Il n’y a pas que la France que ce genre d’affaire intéresse. Chez nous, dans une veine similaire, qu’on pense seulement à l’écrivain Pierre Turgeon, poursuivi pour avoir livré dans un manuscrit sur le fondateur de Réno-Dépôt des parcelles d’histoire qui porteraient atteinte à la réputation des descendants. Où établir la limite? Même si ici il n’est pas à proprement parler question de plagiat, on accuse tout de même un auteur d’avoir emprunté des portions d’histoire pour composer son écrit. Rappelons l’affaire Caillou, qui a valsé elle aussi devant les tribunaux, où une illustratrice et une éditrice se disputent la paternité d’un petit bonhomme à la bouille sympathique.

Chose certaine, relate conclut Le Monde, le barbouillage médiatique orchestré autour de certaines histoires – des célébrités, politiques ou autres, soudainement attirées par l’écriture, et fortement soupçonnées par la critique d’avoir confié à des collaborateurs de l’ombre la quasi totalité de la tâche livresque – fait son petit bonhomme de chemin dans la tête des lecteurs, et les fait douter du talent authentique du signataire.

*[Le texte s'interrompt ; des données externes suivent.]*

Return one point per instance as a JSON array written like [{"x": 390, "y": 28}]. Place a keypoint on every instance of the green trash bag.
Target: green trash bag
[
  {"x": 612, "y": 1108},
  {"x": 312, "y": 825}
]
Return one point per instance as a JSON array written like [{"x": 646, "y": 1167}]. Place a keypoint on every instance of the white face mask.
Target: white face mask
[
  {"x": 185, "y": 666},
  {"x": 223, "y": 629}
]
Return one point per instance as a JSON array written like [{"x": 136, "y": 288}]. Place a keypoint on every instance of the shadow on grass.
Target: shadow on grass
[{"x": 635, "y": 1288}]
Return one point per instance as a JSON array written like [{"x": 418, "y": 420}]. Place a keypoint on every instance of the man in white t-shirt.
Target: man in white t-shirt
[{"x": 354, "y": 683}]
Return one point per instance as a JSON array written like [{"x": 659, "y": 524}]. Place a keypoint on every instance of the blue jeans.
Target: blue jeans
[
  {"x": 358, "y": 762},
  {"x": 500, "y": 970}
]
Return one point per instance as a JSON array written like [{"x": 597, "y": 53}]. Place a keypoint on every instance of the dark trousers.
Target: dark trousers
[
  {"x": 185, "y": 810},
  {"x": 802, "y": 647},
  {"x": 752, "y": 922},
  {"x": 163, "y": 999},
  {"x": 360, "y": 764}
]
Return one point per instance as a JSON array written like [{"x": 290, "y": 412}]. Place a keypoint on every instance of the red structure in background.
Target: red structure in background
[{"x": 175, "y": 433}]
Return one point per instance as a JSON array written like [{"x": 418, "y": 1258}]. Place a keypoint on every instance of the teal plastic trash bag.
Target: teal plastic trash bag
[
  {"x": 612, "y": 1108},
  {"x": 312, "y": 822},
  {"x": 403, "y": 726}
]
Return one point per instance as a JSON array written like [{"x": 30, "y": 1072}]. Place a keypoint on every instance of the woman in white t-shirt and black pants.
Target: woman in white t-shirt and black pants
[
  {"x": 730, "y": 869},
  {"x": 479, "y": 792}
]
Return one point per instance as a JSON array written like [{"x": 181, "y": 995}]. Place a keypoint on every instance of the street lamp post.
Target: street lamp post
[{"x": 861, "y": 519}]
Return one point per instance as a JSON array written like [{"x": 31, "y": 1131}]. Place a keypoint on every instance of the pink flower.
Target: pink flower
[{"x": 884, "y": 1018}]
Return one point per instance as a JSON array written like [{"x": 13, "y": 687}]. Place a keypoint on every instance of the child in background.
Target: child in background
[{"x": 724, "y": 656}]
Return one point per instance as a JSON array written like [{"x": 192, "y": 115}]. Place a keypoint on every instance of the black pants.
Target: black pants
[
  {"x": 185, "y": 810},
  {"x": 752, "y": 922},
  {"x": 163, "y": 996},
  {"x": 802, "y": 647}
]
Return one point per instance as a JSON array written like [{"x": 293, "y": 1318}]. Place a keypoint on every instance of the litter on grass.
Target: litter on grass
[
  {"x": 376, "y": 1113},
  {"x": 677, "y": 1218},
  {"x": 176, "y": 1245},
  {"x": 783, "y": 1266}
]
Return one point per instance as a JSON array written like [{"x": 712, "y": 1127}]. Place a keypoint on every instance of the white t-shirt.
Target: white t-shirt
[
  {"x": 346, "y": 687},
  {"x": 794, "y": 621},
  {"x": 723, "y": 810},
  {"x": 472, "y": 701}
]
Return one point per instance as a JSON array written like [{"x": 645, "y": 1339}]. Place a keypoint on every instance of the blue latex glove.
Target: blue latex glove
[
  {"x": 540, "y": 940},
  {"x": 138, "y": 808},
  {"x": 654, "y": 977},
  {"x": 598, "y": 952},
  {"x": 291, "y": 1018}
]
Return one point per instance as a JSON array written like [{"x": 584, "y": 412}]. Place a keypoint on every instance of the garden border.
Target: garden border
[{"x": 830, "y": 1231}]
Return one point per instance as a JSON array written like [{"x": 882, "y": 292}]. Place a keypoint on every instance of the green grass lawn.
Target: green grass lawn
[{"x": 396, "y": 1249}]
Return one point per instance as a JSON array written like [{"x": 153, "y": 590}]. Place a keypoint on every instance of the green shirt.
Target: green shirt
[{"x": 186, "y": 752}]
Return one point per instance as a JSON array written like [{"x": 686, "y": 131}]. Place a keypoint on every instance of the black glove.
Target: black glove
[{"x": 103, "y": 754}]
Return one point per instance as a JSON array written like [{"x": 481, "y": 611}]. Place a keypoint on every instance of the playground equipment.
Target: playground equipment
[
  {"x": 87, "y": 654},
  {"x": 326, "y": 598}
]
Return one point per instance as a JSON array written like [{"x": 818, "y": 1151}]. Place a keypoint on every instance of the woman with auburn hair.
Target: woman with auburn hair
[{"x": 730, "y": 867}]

L’Académie des lettres agrandit son cercle
Deux nouveaux membres viennent tout juste de faire leur entrée dans le cercle intime de l’Académie des lettres du Québec: ayant tous deux fait leurs armes dans le monde de la littérature, Monique LaRue et Réginald Martel pourront désormais ajouter le titre d’académiciens à tous les fleurons qu’ils ont déjà reçus. La romancière et essayiste Monique LaRue enseigne la littérature, a longtemps prêté sa plume à la critique littéraire au Devoir, et est l’auteure de Copies conformes (Grand Prix du livre de Montréal 1990), de La Démarche du crabe et de La Cohorte fictive, entre autres ouvrages. Autre personnage connu dans l’univers littéraire, Réginald Martel est critique et chroniqueur littéraire au quotidien La Presse depuis 1968. En 1994, il a publié Le Premier lecteur. Chroniques du roman québécois. Avec ces deux nouvelles nominations, 34 des 36 sièges de l’Académie sont comblés.